SHH4 Antibody

What is SHH4 Antibody and what role does it play in developmental biology research?

SHH4 Antibody (clone 5H4) is a monoclonal antibody that specifically targets the Sonic Hedgehog protein, which is essential for various patterning events during development. The intercellular signaling triggered by SHH is critical for the development of the notochord, neural tube and plate, as well as the polarizing of the anterior-posterior axis of developing limb buds . This antibody serves as a valuable tool for investigating these developmental processes by enabling the detection and visualization of SHH in various experimental contexts.

The antibody is of the IgG1 isotype and has demonstrated reactivity across multiple species including mouse, human, and monkey samples . Its specificity for unmodified SHH protein makes it particularly useful for tracking native SHH during developmental studies where post-translational modifications may alter protein function and localization.

What experimental techniques are compatible with SHH4 Antibody?

SHH4 Antibody has been validated for multiple experimental applications, providing researchers with versatile options for investigating SHH expression and function:

The antibody has been extensively tested in Western blotting applications across a diverse range of cell lines, demonstrating consistent detection of SHH protein . Researchers should perform validation in their specific experimental systems to determine optimal working dilutions.

How should researchers store and handle SHH4 Antibody to maintain its activity?

Proper storage and handling of SHH4 Antibody are essential for maintaining its activity and specificity. The antibody is typically shipped on wet ice , and researchers should adhere to the following guidelines:

• Store the antibody at -20°C for long-term storage or at 4°C for short-term use

• Avoid repeated freeze-thaw cycles by aliquoting the antibody into single-use volumes before freezing

• Protect from prolonged exposure to light, particularly for fluorophore-conjugated versions

• When preparing working dilutions, use high-quality, sterile buffers with appropriate pH (typically PBS with 0.1% BSA)

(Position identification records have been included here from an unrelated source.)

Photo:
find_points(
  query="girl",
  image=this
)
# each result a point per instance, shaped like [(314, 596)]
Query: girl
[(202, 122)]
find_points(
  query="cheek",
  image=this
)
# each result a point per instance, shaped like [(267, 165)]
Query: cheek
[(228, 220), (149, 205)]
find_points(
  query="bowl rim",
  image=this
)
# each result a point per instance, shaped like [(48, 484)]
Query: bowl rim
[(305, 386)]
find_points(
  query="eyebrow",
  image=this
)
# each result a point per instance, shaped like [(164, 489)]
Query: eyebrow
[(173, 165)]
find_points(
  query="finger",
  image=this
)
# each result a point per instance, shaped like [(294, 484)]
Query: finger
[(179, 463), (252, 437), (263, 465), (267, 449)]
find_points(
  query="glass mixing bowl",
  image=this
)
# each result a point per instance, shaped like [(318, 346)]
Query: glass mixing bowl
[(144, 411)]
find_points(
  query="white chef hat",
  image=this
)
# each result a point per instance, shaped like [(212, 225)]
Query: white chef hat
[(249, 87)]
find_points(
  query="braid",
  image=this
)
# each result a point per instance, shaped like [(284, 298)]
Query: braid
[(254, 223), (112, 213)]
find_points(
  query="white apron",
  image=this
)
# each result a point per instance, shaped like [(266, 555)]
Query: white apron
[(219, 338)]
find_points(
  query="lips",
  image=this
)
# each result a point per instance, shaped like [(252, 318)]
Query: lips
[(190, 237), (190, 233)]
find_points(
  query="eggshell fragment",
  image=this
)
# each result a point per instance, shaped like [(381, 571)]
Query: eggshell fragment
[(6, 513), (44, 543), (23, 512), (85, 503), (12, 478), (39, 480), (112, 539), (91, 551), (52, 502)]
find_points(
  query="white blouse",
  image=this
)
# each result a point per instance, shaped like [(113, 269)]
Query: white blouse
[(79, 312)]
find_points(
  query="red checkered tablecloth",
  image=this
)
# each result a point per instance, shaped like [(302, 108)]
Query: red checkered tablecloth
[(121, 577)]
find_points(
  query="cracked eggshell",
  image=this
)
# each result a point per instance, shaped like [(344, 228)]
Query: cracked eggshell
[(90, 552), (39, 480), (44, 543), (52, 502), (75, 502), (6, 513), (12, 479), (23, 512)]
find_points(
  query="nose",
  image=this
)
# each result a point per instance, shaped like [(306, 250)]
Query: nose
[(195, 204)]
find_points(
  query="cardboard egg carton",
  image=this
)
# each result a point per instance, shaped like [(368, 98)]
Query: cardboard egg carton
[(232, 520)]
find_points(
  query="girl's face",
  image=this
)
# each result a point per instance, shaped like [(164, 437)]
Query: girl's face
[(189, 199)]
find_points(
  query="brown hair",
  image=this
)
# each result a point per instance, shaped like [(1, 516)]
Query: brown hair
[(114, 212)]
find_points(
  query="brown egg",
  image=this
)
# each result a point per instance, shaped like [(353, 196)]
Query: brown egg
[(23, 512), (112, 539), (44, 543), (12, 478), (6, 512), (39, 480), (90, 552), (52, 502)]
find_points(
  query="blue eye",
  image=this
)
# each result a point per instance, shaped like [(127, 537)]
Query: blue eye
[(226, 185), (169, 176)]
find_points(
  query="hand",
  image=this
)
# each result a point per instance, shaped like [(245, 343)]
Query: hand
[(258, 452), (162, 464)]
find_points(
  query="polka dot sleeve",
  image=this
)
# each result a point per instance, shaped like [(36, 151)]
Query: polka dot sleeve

• Document lot numbers and maintain records of antibody performance to track any potential lot-to-lot variations

Maintaining proper temperature control throughout shipping, storage, and experimental procedures is critical for preserving antibody function and ensuring reproducible results.

How can SHH4 Antibody be utilized in cancer research models?

The Sonic Hedgehog signaling pathway has been implicated in the development and progression of various human cancers . SHH4 Antibody can be employed in multiple experimental approaches to investigate the role of SHH in cancer:

Therapeutic potential studies have demonstrated that C-terminal anti-Shh antibodies can reduce cell viability in cancer cell lines and inhibit tumor growth in xenograft models. For example, the C-terminal anti-Shh antibody Ab 1C11-2G4 significantly reduced tumor volume in A549 lung cancer xenografts when administered at 8 mg/kg intratumorally, three times weekly for three weeks .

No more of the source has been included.